En materia de economía y negocios, existen dos equipos: los que "conocen lo que hay que hacer" -la mayoría- y los que "hacen". El primer equipo es el formado por el mainstream del management las principales Escuelas de Negocios en Argentina el cual transmite conocimientos puramente teóricos o usando el "método del caso". Quienes allí se educan son personas con ánimo de aprender, que "entienden", pero que luego, en su mayoría, no logran trasladar ese conocimiento a la práctica. Acceden a un conocimiento alejado de la realidad, de los obstáculos y desafíos que esta presenta.
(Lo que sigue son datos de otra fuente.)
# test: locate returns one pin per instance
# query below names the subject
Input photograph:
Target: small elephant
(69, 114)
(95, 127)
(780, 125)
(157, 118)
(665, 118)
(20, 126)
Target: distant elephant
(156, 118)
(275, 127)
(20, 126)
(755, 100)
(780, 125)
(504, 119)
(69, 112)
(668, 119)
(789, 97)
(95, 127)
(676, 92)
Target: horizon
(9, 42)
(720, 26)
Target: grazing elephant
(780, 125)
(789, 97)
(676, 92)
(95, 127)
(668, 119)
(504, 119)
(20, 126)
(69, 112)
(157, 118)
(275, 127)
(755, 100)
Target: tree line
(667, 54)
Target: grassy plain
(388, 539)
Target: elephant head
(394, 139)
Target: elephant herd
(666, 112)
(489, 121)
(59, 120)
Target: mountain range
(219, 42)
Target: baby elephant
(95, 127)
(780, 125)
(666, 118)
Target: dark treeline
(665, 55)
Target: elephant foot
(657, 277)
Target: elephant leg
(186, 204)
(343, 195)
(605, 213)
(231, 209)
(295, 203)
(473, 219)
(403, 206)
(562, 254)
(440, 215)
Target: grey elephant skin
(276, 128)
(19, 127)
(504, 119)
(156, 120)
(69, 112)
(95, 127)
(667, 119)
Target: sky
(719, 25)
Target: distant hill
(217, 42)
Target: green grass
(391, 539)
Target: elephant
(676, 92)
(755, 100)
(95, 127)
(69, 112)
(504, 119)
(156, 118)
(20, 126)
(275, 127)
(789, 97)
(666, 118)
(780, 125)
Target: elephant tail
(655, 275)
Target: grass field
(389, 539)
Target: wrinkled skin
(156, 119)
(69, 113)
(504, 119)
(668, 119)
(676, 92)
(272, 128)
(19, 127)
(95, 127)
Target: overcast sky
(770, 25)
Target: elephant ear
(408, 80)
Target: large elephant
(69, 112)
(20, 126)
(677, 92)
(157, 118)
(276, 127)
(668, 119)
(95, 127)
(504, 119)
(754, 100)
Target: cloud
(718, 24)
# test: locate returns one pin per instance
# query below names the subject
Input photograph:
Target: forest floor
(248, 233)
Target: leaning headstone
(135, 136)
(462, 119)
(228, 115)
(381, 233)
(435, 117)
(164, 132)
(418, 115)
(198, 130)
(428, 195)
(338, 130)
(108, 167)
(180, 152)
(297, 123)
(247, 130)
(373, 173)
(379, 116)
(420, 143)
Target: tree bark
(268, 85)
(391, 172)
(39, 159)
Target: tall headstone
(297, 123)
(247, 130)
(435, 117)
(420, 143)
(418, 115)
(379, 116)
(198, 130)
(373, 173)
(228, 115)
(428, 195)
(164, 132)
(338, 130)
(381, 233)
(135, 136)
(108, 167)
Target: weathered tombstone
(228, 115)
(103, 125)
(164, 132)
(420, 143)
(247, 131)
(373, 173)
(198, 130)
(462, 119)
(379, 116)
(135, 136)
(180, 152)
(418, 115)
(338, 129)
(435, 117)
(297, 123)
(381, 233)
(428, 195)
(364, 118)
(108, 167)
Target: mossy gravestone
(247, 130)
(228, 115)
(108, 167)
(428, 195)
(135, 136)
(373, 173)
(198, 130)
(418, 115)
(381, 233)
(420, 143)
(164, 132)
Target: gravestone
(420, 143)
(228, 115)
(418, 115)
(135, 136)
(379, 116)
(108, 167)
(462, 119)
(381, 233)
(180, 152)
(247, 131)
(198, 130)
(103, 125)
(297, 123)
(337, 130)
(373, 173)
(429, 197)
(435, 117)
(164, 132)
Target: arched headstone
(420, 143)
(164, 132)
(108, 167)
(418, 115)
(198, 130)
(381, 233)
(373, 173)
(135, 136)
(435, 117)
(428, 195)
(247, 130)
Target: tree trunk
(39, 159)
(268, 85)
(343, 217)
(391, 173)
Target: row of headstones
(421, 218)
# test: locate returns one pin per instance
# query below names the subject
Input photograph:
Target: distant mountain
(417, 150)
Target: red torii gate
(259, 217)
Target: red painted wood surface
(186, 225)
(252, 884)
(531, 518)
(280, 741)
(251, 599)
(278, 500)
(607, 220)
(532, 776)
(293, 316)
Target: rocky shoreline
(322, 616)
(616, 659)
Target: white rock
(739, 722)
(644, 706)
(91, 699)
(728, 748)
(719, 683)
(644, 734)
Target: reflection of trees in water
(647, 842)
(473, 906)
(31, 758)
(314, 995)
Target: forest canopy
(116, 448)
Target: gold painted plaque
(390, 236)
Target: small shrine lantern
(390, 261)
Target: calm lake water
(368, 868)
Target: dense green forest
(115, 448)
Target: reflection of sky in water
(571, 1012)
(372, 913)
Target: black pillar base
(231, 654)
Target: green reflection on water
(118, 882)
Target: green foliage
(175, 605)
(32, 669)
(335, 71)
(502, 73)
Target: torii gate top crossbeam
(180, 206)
Entender no es lo mismo que asimilar, y asimilar es el paso previo a implementar. Pero implementar es otro deporte. Es poder aplicar la teoría no a cualquier caso, sino al propio. Son contados con los dedos de una mano esos emprendedores que lo resuelven todo con una innata naturalidad: caminando la cancha, aparentando estar distraídos mientras definen sus próximas dos o tres maniobras, cuando el resto nada más mira la pelota.
Al resto no le queda otra alternativa que entrenar duro. No sólo entender y asimilar, sino poner en práctica el conocimiento adquirido, la información obtenida, las palancas construidas y por construir. Todos los actores del sector, en especial las Escuelas de Negocios, deben acompañar ese proceso, para una eficiente transmisión de conocimiento, que sea concreto y útil.
Las pymes en Argentina están frente a una encrucijada: poner en práctica el conocimiento adquirido o caer en la parálisis teórica y, por ende, en la inacción. El camino elegido determina de qué lado quedará cada empresa: si del lado de la perdurabilidad o de la mortalidad empresarial.